La bataille financière derrière la bataille militaire

Le vice-premier ministre de la Défense et des Anciens combattants, Guy Kabombo Muadiamvita, a instruit le Fonds de soutien et de développement des FARDC (FSD-FARDC) de lancer une vaste mobilisation des ressources auprès des institutions publiques, des comptes spéciaux et des partenaires afin d’appuyer les Forces armées de la République démocratique du Congo.

Cette initiative intervient dans un contexte sécuritaire marqué par des tensions persistantes dans l’Est du pays. Derrière les opérations militaires se joue une autre bataille : celle des moyens financiers capables de soutenir la défense nationale, moderniser les équipements et renforcer les capacités opérationnelles de l’armée.
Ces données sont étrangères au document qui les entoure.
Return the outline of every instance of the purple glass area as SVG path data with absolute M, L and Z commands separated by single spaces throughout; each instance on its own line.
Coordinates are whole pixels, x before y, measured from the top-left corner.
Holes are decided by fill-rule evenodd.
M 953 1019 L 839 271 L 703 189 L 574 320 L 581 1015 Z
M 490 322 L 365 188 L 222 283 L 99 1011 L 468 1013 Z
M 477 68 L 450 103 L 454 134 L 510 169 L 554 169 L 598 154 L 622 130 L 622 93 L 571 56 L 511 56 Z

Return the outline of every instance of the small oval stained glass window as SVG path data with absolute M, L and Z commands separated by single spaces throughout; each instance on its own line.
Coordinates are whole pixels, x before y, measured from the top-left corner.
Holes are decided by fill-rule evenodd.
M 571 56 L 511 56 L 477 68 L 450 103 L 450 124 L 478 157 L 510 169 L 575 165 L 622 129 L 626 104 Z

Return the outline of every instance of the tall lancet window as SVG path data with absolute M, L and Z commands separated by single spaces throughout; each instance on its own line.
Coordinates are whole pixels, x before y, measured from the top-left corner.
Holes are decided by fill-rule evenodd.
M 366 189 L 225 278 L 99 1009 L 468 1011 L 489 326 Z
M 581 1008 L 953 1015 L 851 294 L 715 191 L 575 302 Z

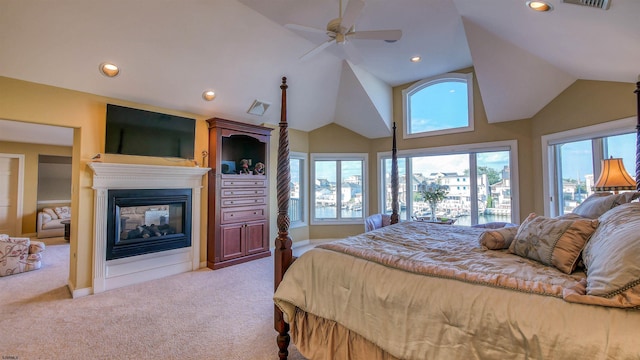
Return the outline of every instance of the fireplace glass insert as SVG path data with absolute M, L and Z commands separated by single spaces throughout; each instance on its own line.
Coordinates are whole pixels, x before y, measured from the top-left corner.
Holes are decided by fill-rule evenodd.
M 109 190 L 107 260 L 191 246 L 191 189 Z

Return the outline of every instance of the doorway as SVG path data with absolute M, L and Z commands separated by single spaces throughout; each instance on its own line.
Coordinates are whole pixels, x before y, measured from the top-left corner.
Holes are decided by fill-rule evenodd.
M 22 234 L 23 174 L 23 155 L 0 154 L 0 234 Z

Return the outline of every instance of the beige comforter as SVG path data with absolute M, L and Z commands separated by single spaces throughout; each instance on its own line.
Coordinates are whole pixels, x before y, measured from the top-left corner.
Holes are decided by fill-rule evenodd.
M 323 245 L 274 300 L 401 359 L 640 358 L 640 312 L 563 300 L 565 275 L 477 243 L 481 229 L 404 222 Z

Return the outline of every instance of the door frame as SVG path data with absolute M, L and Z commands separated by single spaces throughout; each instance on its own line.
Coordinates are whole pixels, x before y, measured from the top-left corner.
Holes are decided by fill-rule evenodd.
M 22 203 L 24 198 L 24 154 L 0 153 L 0 157 L 18 159 L 18 194 L 16 196 L 15 236 L 22 236 Z

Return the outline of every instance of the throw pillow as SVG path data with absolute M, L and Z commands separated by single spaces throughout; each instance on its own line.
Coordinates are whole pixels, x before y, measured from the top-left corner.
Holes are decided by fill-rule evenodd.
M 638 192 L 626 192 L 622 194 L 597 192 L 586 198 L 573 210 L 573 213 L 590 219 L 597 219 L 608 210 L 631 202 L 638 196 L 640 196 Z
M 51 208 L 44 208 L 44 209 L 42 209 L 42 212 L 45 213 L 45 214 L 49 214 L 49 216 L 51 216 L 51 218 L 53 220 L 57 220 L 58 219 L 58 215 Z
M 509 251 L 571 274 L 598 219 L 555 219 L 535 213 L 522 222 Z
M 68 219 L 71 217 L 71 209 L 68 206 L 57 207 L 54 211 L 60 219 Z
M 587 294 L 640 306 L 640 203 L 620 205 L 600 217 L 584 248 Z
M 517 226 L 487 230 L 480 234 L 478 242 L 490 250 L 508 249 L 517 233 Z

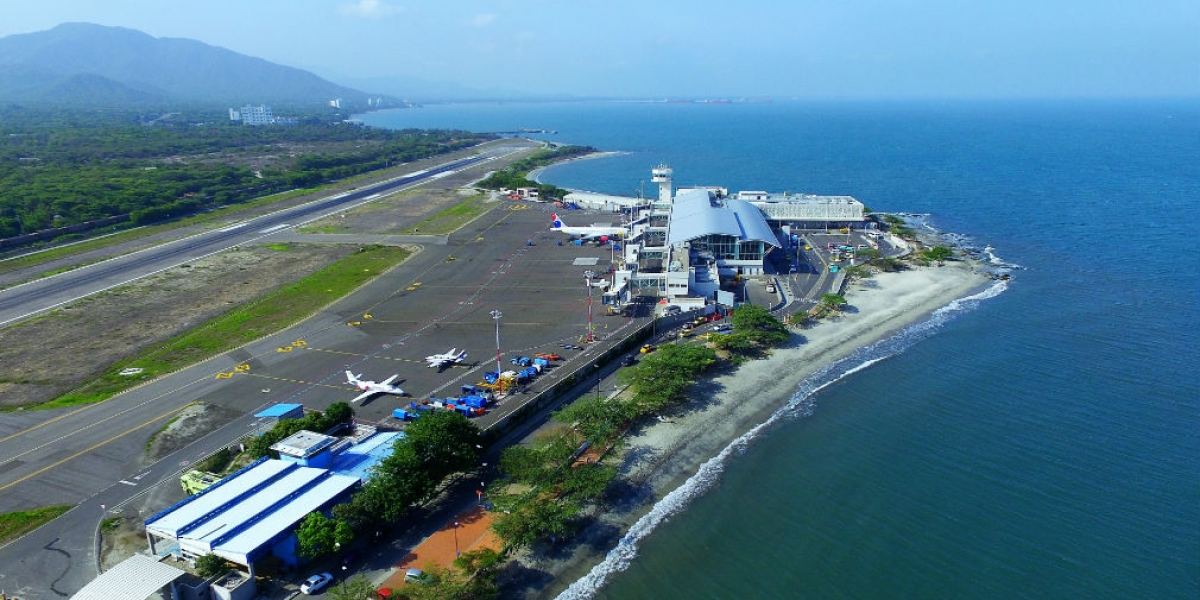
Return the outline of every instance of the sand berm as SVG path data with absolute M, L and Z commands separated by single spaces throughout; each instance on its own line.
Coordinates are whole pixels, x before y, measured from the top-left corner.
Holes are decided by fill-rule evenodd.
M 516 557 L 548 583 L 526 588 L 527 597 L 589 597 L 609 573 L 622 568 L 622 561 L 632 559 L 636 539 L 677 510 L 664 504 L 687 502 L 680 496 L 688 496 L 692 492 L 686 488 L 695 486 L 681 486 L 689 478 L 703 478 L 706 462 L 711 464 L 710 459 L 728 452 L 732 442 L 767 421 L 820 369 L 995 283 L 976 266 L 973 260 L 949 261 L 940 267 L 878 273 L 853 283 L 846 290 L 849 307 L 842 315 L 799 330 L 795 343 L 773 350 L 767 358 L 697 383 L 691 400 L 678 412 L 630 431 L 620 450 L 605 459 L 618 465 L 626 497 L 597 511 L 597 523 L 581 532 L 583 540 L 576 540 L 584 543 Z M 614 531 L 624 537 L 615 538 Z

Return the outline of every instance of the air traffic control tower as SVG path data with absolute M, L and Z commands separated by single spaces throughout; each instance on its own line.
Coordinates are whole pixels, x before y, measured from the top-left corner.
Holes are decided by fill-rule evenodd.
M 671 203 L 671 176 L 675 171 L 670 165 L 658 165 L 650 171 L 650 181 L 658 184 L 658 201 Z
Les ressources comme arme stratégique

Pour concrétiser cette mission, une réunion stratégique a réuni les experts du cabinet du vice-premier ministre de la Défense, ceux du Budget ainsi que le secrétariat général à la Défense. L’objectif : définir une feuille de route pour accélérer la collecte des ressources.

Le général Dieudonné Muzala Ilunga, chef de mission, a annoncé le lancement d’une phase de sensibilisation destinée aux institutions et à la population. Selon lui, « la défense et la sécurité sont l’affaire de tous ».

Cette démarche traduit une volonté de faire de l’effort de guerre une responsabilité collective, dépassant le seul cadre militaire.

Un fonds au cœur de la stratégie nationale

Créé par ordonnance présidentielle signée le 20 mars 2026 par le président Félix Tshisekedi, le FSD-FARDC a pour mission de mobiliser des financements destinés aux programmes de développement des forces armées.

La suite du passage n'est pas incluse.